The solution was trivial: use a QMap<int,QString> rather than
QMap<QString,QVariant>, using the part number as the key. There was
absolutely no need in this code to generalize by using QVariant - it was
used solely to store int values. This rearrangement had the added
advantage of avoiding the slow sort step, because QMap already allows
fast extraction of values in key order.

The only explanation I could find for this peculiar design was a short
comment: "I'd prefer using QMap<int,QString>, which would be faster -
but then it wouldn't be a QVariantMap". The string "QVariantMap" occurs
nowhere else anywhere in the relevant code base, and there's nothing
about it at <https://doc.qt.io/>. I have no idea what he was thinking
about when he wrote that comment. Any suggestions?

At a higher level in the same code, all of the messages currently being
received are stored in a QMap<QString, QVariant>, where the key is the
message ID, and value is the QMap containing the corresponding part map.
That code does something that also strikes me as inefficient and
strange, but at least it's not actually buggy:

It first searches for the messageID in the message map. If it is not
found, it creates a new part map, inserts the current part into that
map, and then inserts that part map into the message map. That code
makes sense to me.
However, if it does find the messageID in the message map, it copies the
corresponding part map into a local variable, inserts the new part into
that map, and then copies the part map back into the message map,
replacing the old part map for that same message ID. I find this quite
strange: it wastes time and memory creating a copy of the part map, it
wastes time destroying the old part map when the new part map is copied
in it's place, and finally wastes time when the new part map gets destroyed.
It seems more sensible to me to insert the new part directly into the
part map while it is stored inside the message map. In principle, a
compiler might optimize the actual code accordingly, but I wouldn't
recommend relying on that. Can anyone suggest any good reason why
someone might use the more elaborate approach that was actually chosen?

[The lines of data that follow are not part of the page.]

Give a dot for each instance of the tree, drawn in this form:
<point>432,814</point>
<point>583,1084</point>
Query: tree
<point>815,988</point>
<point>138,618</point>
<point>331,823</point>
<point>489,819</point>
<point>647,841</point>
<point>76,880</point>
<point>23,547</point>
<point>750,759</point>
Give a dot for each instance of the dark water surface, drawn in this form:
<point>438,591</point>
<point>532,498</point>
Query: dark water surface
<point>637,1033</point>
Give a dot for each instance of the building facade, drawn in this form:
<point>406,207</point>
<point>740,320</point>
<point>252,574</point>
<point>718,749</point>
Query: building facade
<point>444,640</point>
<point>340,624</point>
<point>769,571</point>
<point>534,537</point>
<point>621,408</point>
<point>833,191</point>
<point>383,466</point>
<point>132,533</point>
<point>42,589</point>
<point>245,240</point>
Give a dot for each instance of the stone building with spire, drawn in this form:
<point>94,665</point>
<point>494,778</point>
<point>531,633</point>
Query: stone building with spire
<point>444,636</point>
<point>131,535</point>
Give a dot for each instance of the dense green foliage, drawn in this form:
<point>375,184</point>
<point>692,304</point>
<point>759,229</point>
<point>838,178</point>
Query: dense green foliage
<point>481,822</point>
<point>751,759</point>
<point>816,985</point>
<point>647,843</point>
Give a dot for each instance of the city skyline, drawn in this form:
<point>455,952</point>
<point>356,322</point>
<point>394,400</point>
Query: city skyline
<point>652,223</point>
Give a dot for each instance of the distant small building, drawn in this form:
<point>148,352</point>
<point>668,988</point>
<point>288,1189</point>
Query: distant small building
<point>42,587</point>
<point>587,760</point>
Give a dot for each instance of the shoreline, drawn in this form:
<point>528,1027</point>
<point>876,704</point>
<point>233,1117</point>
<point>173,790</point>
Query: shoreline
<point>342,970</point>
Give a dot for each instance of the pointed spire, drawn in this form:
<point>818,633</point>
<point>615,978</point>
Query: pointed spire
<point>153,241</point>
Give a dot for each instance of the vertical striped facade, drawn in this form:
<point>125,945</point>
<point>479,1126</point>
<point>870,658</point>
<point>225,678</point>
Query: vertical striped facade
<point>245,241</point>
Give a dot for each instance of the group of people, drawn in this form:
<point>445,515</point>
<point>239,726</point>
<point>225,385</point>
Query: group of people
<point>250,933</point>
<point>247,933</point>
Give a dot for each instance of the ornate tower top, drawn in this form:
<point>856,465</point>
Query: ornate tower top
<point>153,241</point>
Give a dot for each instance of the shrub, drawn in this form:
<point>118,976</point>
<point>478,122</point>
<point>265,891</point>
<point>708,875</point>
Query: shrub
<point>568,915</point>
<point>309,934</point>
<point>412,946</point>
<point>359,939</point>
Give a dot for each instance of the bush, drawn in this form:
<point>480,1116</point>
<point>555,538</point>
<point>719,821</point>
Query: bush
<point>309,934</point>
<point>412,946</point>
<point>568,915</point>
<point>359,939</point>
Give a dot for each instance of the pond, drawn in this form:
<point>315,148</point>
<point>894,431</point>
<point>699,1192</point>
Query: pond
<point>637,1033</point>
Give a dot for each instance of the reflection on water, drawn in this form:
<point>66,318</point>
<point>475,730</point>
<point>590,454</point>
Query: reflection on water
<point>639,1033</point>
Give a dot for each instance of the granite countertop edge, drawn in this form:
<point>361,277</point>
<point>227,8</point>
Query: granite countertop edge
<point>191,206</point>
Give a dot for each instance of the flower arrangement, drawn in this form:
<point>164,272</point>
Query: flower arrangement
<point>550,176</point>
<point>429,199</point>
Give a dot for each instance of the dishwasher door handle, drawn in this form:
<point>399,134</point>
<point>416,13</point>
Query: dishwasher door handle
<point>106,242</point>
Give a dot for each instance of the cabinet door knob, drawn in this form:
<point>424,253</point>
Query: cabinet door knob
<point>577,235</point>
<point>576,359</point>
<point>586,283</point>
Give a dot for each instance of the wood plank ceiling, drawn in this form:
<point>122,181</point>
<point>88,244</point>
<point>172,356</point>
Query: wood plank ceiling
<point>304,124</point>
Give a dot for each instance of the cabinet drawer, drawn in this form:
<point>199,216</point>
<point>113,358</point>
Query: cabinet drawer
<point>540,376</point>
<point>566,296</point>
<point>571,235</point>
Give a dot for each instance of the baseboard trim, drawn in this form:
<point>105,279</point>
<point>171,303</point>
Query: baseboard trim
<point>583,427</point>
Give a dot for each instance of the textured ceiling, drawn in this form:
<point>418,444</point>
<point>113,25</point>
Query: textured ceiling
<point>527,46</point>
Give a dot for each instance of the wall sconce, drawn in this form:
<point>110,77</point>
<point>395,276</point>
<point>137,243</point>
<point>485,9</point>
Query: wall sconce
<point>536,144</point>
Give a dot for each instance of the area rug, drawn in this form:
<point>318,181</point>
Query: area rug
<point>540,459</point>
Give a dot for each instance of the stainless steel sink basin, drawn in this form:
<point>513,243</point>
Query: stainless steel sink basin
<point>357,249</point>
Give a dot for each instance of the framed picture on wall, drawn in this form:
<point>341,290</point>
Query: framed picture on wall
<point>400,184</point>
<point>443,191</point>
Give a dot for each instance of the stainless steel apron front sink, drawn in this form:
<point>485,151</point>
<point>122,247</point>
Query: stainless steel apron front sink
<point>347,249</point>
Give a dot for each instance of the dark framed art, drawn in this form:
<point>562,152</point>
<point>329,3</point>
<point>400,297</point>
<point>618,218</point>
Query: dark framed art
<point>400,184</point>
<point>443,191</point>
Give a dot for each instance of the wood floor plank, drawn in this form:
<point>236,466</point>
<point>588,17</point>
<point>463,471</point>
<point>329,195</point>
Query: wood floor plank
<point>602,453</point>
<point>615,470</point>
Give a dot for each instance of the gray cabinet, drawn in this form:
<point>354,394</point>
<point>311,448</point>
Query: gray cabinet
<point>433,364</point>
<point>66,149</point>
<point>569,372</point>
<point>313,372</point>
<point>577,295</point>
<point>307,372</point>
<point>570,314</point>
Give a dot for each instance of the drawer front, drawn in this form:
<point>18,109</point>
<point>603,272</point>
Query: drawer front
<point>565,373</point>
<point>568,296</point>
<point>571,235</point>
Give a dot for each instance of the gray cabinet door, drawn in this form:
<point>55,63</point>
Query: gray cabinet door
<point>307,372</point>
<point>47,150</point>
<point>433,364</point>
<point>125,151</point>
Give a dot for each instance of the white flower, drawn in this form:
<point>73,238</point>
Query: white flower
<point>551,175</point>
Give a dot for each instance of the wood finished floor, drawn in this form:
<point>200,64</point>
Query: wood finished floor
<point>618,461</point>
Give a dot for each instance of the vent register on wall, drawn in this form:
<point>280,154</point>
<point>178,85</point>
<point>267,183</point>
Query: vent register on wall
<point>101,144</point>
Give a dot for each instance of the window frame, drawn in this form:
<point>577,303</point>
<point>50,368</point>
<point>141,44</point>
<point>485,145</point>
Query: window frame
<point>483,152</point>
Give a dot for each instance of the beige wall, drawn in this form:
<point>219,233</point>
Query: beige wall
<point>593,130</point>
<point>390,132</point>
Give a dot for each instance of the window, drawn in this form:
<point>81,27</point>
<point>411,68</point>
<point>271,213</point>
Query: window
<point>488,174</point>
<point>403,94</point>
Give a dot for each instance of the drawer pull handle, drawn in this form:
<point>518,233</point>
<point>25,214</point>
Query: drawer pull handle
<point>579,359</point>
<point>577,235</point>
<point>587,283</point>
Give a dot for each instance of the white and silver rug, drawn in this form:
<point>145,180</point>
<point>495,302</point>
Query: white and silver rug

Note that the code does not do anything else with either the message map
or the local copy of the part map. While the code as a whole is
multi-threaded, everything I described happens within a single thread.
The code contains none of the protections it would have to have if the
message map were shared between threads.

Jens Kallup

unread,
Aug 28, 2019, 10:22:41 AM8/28/19
to
Hello,

QMap, and other template class "extend" the
corespond stdC++ std::map<k,v> class.

So with QMap<QString,int> int_map, can store
data by "key" as QString (std::string) with value
"int":

-> int_map["foo"] = 4;
-> int_map["bar"] = 2;

under stdC++, you can use "emplace".

If you look deeper to Qt, Qt give you more compact
coding.
The fact, that QString based from std::string ,
you can convert std::string to QString to std::string,
there are members like:

QString s1;
std::string s2 = s1.toStdString();
char buffer[] = s2.c_str();

in Qt, you have cheaper worries about converting the
text encoding (ASCII -> UTF-8 <- ASCII)

If you would like transmit some data aka Client/Server
software, you should look to the RFC's descripted
internet protocolls.

So you can define your own "static" data Header like:

ID | 4 Bytes (as int)
CMD | 4 Bytes (as char[4] for "send", or "quit"...
BODY <n> | n Bytes, where n is the number of bytes that
| comes after sending the header.

It is easy to create a QtSocket stream, to send data.
And Qt comes with a SSL layer, so you don't have to code
abstrakt layer with the original ssl .so/.dll.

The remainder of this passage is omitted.